И осеф Клаузнер родился в 1874 году в Литве, в местечке Олькеники, и умер в Иерусалиме в 1958 году. Когда ему было десять лет, Клаузнеры переехали из Литвы в Одессу, там он из «хедера» перешел в реформированную ешиву, а уж оттуда — в мир палестинофилов «Хибат Цион» и круг Ахад-ха-Ама. В девятнадцать лет напечатал он свою первую статью «Новые слова и каллиграфия», в которой призывал расширить границы языка иврит, сделать его более живым за счет включения и ассимиляции слов из других языков. Летом 1897 года он едет учиться в Гейдельбергский университет, поскольку университеты царской России были закрыты перед евреями. В Гейдельберге в течение пяти лет он изучал философию у профессора Куно Фишера. Ренан покорил его сердце своей интерпретацией истории Востока, Карлейль потряс его и оказал на него глубокое и сильное влияние. Пять лет, проведенных в Гейдельберге, кроме философии и истории, приобщили его к истории литературы и востоковедению, дали возможность изучить семитские языки (он владел пятнадцатью языками, в том числе санскритом, арабским, греческим, латинским, арамейским, персидским, амхарским).

Черниховский, его друг еще по Одессе, в те годы изучал в Гейдельберге медицину, их связывали глубокие духовные отношения, теплые и взаимообогащающие. «Пламенный поэт! — бывало, говорил о Черниховском дядя Иосеф. — Ивритский орел, который одним крылом касается ТАНАХа и пейзажей Ханаана, а другое простирает над всеми просторами новейшей Европы!» А иногда он характеризовал его так: «Невинная и чистая душа ребенка скрывается в крепком, как у казака, теле!»

Дяде Иосефу выпала честь быть делегатом первого Сионистского конгресса, состоявшегося в 1887 году в Базеле, — он представлял там еврейских студентов. Был он делегатом и других сионистских конгрессов (третьего, пятого, восьмого, десятого), а однажды даже обменялся несколькими фразами с самим Герцлем («Он был красивым человеком! Красивым, как ангел Божий! Лицо его излучало свет! Черная борода на одухотворенном лице делала его похожим, как нам казалось, на одного из древних ассирийских царей. А глаза его, глаза его я запомню до последнего своего часа — у Герцля были глаза влюбленного юноши-поэта, горящие, проникающие в душу, завораживающие каждого, кто заглянет в них.

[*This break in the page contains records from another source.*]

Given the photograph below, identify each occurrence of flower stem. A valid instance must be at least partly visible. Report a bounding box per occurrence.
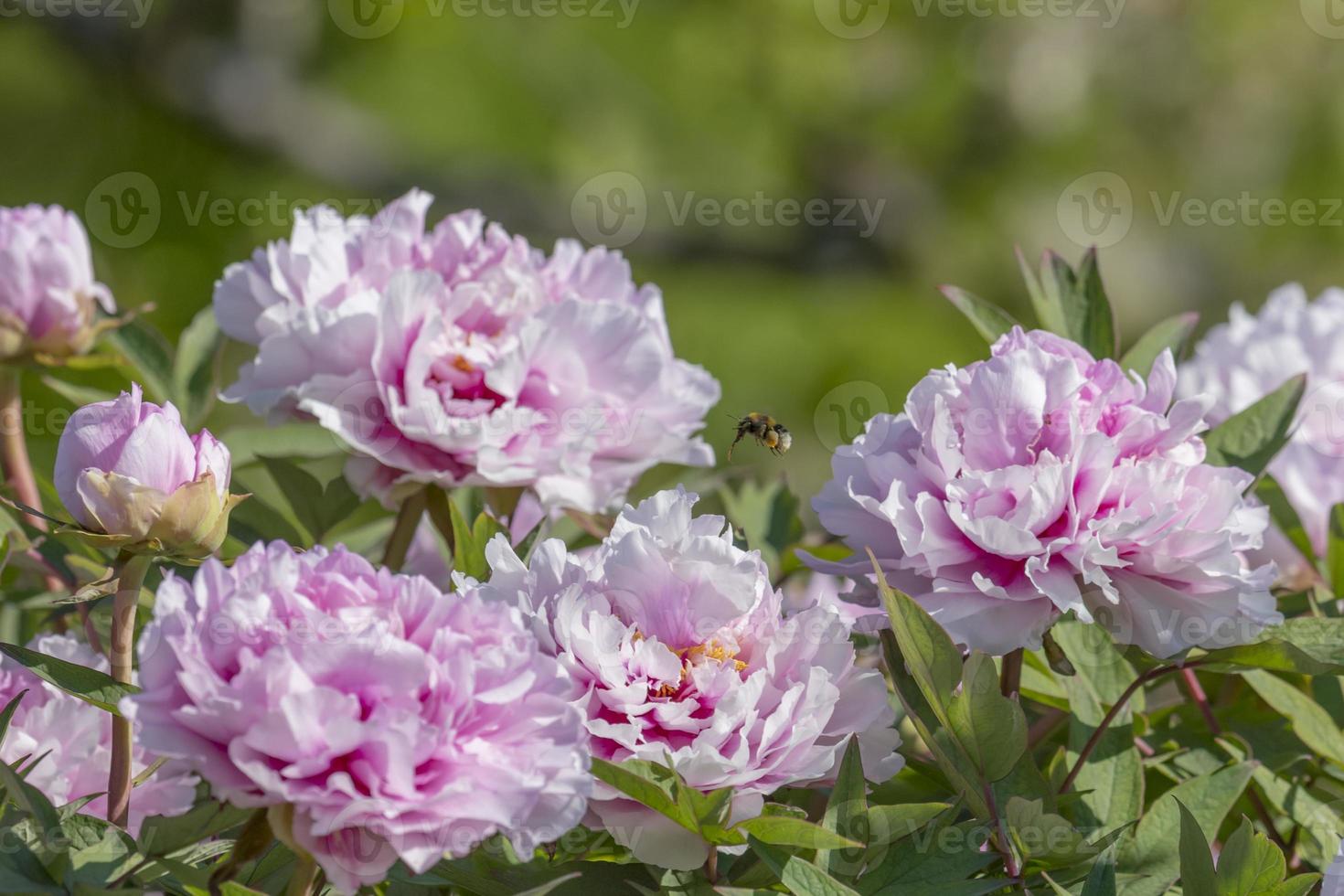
[0,367,47,521]
[0,367,102,653]
[108,553,154,827]
[1180,667,1293,859]
[383,490,429,572]
[285,853,317,896]
[1059,664,1193,794]
[998,647,1026,699]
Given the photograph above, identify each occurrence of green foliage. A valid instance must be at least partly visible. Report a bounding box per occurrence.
[940,286,1019,343]
[1204,375,1307,475]
[1180,806,1320,896]
[0,644,140,715]
[1120,312,1199,379]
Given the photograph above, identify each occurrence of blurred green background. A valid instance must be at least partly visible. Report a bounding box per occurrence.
[0,0,1344,498]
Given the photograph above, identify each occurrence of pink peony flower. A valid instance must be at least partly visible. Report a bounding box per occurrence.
[55,384,242,556]
[1178,283,1344,575]
[215,191,719,512]
[810,329,1281,656]
[0,206,117,358]
[0,634,197,837]
[123,541,590,892]
[465,489,903,869]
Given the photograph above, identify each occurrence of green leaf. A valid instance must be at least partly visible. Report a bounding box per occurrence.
[737,816,863,850]
[1004,796,1097,867]
[1243,669,1344,765]
[219,423,344,470]
[1063,247,1118,357]
[1255,473,1316,563]
[0,762,60,845]
[1196,616,1344,676]
[1307,504,1344,596]
[0,644,140,716]
[106,318,174,401]
[719,478,803,576]
[0,688,28,744]
[592,756,700,833]
[1120,312,1199,379]
[816,736,869,881]
[1176,801,1218,896]
[1267,874,1321,896]
[441,489,506,579]
[1053,619,1144,830]
[949,650,1027,782]
[1204,373,1307,477]
[42,373,117,407]
[1120,763,1254,896]
[0,829,68,896]
[747,837,858,896]
[938,286,1020,344]
[855,808,1004,896]
[1081,844,1118,896]
[258,457,325,544]
[878,631,989,819]
[1236,764,1339,856]
[867,804,953,847]
[1040,629,1078,678]
[1214,818,1287,896]
[869,549,961,725]
[132,787,252,857]
[172,306,223,429]
[258,457,363,544]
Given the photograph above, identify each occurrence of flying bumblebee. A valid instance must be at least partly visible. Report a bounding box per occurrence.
[729,411,793,461]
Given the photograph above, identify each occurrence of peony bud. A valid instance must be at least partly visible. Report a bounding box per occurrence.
[55,384,246,559]
[0,206,117,360]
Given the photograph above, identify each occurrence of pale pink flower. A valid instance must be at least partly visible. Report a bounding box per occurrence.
[810,329,1281,656]
[123,541,590,892]
[1178,283,1344,575]
[54,383,242,556]
[464,489,903,869]
[215,192,719,512]
[0,206,117,358]
[0,634,197,837]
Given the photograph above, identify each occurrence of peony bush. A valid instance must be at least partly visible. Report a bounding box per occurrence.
[0,205,1344,896]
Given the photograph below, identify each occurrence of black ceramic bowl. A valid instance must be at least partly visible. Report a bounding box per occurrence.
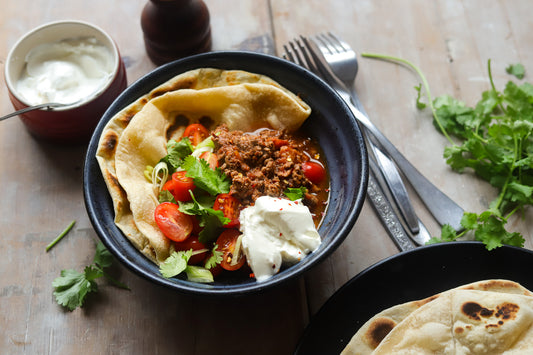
[83,52,368,295]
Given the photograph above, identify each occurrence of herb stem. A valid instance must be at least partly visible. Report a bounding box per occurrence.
[361,53,455,145]
[46,220,76,251]
[487,59,507,113]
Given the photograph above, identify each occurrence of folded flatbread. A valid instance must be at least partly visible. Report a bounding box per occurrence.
[341,280,533,355]
[96,68,311,263]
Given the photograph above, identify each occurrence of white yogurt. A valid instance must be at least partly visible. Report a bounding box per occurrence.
[16,37,114,105]
[239,196,321,281]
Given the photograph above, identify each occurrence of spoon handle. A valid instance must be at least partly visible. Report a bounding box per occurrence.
[0,102,65,121]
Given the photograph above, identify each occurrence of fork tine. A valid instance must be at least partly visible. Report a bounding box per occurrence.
[324,32,353,52]
[283,36,319,74]
[315,33,337,56]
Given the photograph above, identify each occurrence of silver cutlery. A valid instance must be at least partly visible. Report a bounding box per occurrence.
[303,34,464,231]
[285,42,422,251]
[311,32,429,243]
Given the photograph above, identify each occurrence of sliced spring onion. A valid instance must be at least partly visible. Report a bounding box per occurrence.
[46,220,76,251]
[230,234,243,266]
[144,165,154,182]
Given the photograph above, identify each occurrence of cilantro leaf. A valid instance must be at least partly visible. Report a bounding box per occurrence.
[362,53,533,250]
[205,244,223,269]
[283,186,307,201]
[182,155,231,196]
[159,249,192,278]
[160,137,194,174]
[52,266,99,311]
[505,63,526,79]
[52,242,129,311]
[158,190,177,203]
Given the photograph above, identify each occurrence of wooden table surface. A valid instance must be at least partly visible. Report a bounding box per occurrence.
[0,0,533,354]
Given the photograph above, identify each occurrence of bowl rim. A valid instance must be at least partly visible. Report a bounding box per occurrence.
[83,50,368,296]
[4,20,121,111]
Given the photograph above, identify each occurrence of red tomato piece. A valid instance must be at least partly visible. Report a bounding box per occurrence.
[274,138,289,149]
[302,161,326,184]
[213,194,241,228]
[217,228,246,271]
[163,171,196,202]
[182,123,209,146]
[174,235,209,265]
[204,252,224,277]
[154,202,193,242]
[200,152,218,170]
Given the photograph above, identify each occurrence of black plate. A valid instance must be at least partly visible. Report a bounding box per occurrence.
[83,52,368,295]
[295,242,533,355]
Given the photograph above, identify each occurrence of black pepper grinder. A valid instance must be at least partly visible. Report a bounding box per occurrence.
[141,0,211,65]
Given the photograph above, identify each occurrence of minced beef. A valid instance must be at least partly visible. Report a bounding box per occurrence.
[212,125,318,208]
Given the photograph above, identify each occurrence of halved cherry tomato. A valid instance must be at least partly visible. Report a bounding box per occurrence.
[200,152,218,170]
[174,235,209,265]
[182,123,209,146]
[213,194,241,228]
[204,252,224,277]
[302,161,326,184]
[154,202,192,242]
[163,171,196,202]
[217,228,246,271]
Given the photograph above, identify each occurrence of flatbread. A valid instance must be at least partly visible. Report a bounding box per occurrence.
[96,68,311,264]
[341,280,533,355]
[372,290,533,355]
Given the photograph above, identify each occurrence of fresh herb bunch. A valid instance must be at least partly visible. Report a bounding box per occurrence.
[52,242,129,311]
[363,54,533,250]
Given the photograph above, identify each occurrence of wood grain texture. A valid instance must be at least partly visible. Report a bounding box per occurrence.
[0,0,533,354]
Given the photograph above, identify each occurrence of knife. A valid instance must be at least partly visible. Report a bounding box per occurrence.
[245,34,416,251]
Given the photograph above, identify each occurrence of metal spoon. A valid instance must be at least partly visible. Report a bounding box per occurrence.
[0,102,73,121]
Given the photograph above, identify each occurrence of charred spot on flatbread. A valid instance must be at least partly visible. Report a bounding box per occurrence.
[149,76,198,100]
[96,68,311,264]
[365,318,396,348]
[100,130,118,158]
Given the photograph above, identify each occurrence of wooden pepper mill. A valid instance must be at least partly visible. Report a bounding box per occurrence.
[141,0,211,65]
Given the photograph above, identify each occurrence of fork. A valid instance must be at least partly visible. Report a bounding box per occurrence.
[312,32,429,239]
[283,42,420,251]
[302,34,464,231]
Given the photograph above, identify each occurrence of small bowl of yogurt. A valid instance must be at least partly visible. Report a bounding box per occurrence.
[4,21,127,144]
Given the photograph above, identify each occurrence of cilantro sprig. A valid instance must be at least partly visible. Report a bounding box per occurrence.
[159,248,222,283]
[363,53,533,250]
[181,155,231,196]
[52,242,129,311]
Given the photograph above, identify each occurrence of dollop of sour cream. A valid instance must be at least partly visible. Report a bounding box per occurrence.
[239,196,321,281]
[17,37,113,105]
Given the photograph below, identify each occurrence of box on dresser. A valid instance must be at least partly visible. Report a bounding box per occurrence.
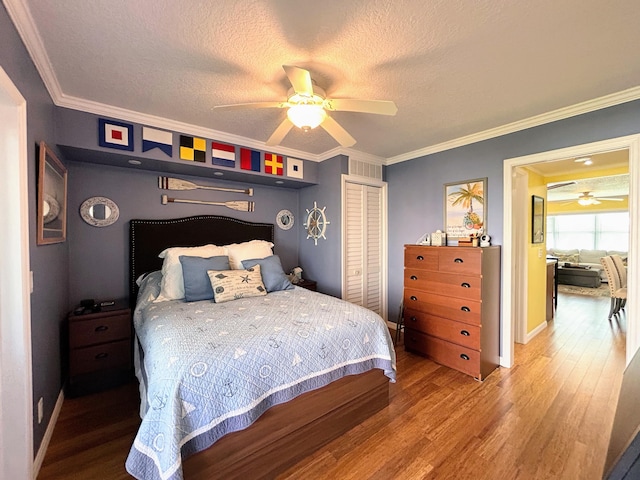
[403,245,500,380]
[65,300,133,397]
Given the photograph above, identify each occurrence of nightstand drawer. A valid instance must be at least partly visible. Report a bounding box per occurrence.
[69,338,131,376]
[69,311,131,348]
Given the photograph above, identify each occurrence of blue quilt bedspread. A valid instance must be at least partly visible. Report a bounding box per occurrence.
[126,272,395,480]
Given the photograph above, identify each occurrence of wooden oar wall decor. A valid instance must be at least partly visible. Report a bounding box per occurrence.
[162,195,255,212]
[158,177,253,197]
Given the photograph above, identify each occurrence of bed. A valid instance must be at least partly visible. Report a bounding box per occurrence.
[126,215,395,479]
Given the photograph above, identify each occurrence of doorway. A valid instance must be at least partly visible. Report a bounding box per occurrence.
[500,135,640,367]
[0,67,33,479]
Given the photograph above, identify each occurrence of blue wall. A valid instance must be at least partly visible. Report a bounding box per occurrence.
[0,5,68,452]
[68,162,298,307]
[386,101,640,318]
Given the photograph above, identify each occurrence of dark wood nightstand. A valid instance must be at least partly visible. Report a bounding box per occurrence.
[296,278,317,292]
[66,301,133,397]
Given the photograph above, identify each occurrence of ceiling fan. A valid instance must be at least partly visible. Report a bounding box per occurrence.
[578,192,623,206]
[214,65,398,147]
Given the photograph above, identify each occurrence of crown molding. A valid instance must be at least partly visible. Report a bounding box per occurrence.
[3,0,62,104]
[385,87,640,165]
[8,0,640,166]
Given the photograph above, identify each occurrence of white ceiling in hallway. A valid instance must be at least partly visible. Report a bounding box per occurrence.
[3,0,640,160]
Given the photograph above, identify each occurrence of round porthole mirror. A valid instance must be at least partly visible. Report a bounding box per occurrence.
[80,197,120,227]
[276,210,294,230]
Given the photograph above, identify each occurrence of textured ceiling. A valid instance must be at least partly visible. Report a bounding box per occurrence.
[3,0,640,159]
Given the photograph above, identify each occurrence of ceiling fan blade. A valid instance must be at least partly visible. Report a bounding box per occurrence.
[320,115,356,147]
[266,117,293,145]
[547,182,576,190]
[324,98,398,115]
[282,65,313,97]
[213,102,289,110]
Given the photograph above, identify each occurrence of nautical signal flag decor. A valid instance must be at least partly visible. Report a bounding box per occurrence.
[142,127,173,157]
[287,157,304,178]
[98,118,133,152]
[211,142,236,168]
[240,148,260,172]
[264,153,284,175]
[180,135,207,163]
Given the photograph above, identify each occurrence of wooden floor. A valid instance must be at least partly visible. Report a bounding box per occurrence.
[38,294,626,480]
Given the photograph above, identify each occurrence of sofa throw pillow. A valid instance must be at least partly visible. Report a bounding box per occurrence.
[207,265,267,303]
[180,255,229,302]
[224,240,273,270]
[242,255,295,293]
[155,244,227,302]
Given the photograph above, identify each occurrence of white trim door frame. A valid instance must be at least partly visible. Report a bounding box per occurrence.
[0,67,33,479]
[340,174,389,320]
[500,134,640,367]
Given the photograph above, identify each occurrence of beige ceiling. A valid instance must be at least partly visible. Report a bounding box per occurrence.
[3,0,640,163]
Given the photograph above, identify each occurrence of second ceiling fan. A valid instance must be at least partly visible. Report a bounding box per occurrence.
[215,65,398,147]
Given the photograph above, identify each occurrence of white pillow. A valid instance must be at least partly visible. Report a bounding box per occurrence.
[155,245,227,302]
[224,240,273,270]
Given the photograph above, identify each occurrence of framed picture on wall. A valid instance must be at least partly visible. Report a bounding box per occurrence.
[531,195,544,243]
[444,178,487,240]
[36,142,67,245]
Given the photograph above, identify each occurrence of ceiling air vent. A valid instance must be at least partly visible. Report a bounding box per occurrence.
[349,158,382,180]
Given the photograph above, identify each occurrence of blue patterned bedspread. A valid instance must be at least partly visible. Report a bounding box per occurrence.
[126,272,395,480]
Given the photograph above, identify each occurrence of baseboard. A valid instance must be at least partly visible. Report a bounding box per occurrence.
[524,321,547,345]
[33,390,64,480]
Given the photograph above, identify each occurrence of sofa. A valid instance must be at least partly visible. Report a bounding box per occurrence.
[547,248,628,282]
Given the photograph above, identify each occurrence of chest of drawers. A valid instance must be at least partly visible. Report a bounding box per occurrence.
[66,302,132,396]
[403,245,500,380]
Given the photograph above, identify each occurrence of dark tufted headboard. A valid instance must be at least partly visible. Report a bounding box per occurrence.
[129,215,273,307]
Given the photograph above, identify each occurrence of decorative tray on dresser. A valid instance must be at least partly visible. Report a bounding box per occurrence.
[403,245,500,380]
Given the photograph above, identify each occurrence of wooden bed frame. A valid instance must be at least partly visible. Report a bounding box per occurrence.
[129,215,389,479]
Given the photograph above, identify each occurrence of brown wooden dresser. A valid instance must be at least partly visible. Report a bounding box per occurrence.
[403,245,500,380]
[65,301,132,397]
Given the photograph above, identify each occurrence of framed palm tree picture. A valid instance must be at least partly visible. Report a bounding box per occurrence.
[444,178,487,240]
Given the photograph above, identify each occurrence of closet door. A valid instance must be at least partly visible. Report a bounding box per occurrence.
[343,182,384,315]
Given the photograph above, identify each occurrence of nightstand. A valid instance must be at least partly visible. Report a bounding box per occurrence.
[66,301,132,397]
[295,278,317,292]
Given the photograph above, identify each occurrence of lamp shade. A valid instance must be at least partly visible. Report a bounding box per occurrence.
[287,104,327,131]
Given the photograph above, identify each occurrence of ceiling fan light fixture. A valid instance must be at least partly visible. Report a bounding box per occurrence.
[287,103,327,132]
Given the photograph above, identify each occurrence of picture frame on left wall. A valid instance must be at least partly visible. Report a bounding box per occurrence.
[36,142,67,245]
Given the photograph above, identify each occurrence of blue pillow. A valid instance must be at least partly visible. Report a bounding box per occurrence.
[180,255,229,302]
[242,255,295,293]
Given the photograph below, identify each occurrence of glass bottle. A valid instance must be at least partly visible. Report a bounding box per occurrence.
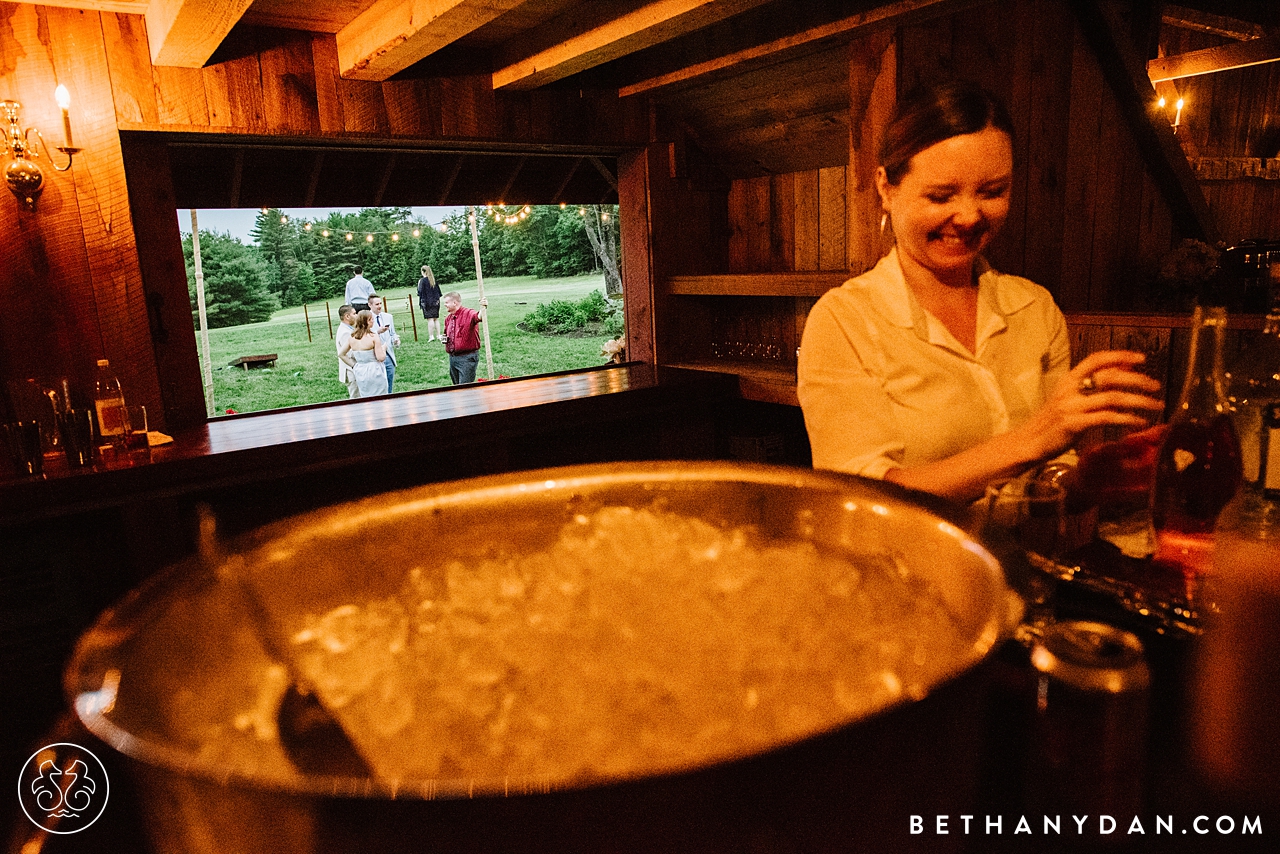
[1192,402,1280,795]
[1152,306,1242,578]
[1230,294,1280,481]
[93,359,125,451]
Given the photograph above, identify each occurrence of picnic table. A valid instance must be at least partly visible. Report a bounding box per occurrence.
[227,353,279,370]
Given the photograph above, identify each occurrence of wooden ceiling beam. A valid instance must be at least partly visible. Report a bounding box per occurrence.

И высокий лоб также придавал ему царское величие!»)

Довольно быстро перестал Иосеф Клаузнер довольствоваться «духовным сионизмом» Ахад-ха-Ама, своего учителя, став до конца жизни приверженцем «государственного сионизма» Герцля, продолженного, по его мнению, «орлами» М. Нордау и В. Жаботинским, а не Х. Вейцманом, Н. Соколовым и прочими «галутскими ходатаями-комментаторами». Вместе с тем, дядя Иосеф, не колеблясь, выступил против Герцля, когда обсуждался «план Уганды», поддержал фракцию «Сионисты Сиона», не отказался от мечты о культурном и духовном возрождении, без которого он не видел никакого смысла в политических усилиях.

Вернувшись в Одессу, Иосеф Клаузнер посвятил себя литературному труду, преподаванию и сионистской деятельности — пока не получил в наследство от Ахад-ха-Ама (Иосефу было тогда всего лишь двадцать девять лет) пост редактора «Ха-Шилоах», ведущего ежемесячника новой ивритской культуры. Следует подчеркнуть, что самого слова «ежемесячник» иврит тогда не знал, и Ахад-ха-Ам оставил дяде Иосефу в наследство «Михтав ити» (в буквальном переводе на русский «периодическое письмо»), а молодой редактор мигом превратил его в «ярхон» («ежемесячник» — от ивритского слова «яреах» — «месяц»).

В детстве я больше всего уважал дядю за то, что он, как мне рассказали, создал и подарил нам несколько простых, обиходных слов — слов, которые, казалось, существовали всегда, были широко распространены и известны испокон веков. Представьте себе, что в русском языке не было бы таких слов, как «карандаш», «льдина», «рубашка», «теплица», «сухарь», «груз», «подъемный кран», «носорог», «одноцветный», «монотонный», «многоцветный», «разнообразный», «пестрый», «чувственный»… Все эти слова ввел в иврит Иосеф Клаузнер, а без него я бы писал «свинцовым резцом», одевал по утрам ту одежду, которую библейский Яаков подарил своему любимому сыну Иосифу, и не знал бы, как выразить такое понятие, как «чувственность», не придумай для нас мой дядя-пуританин нужного слова.

Человек, способный создавать новые слова, внедряя их в кровообращение живого языка, представлялся мне лишь немного уступающим Тому, кто создает Свет и Тьму. Если ты написал книгу, то, быть может, тебе посчастливится, и люди будут читать ее какое-то время, пока не появятся новые, лучшие книги и не займут ее место, но всякий, породивший новое слово, подобен тому, кто прикасается к Вечности.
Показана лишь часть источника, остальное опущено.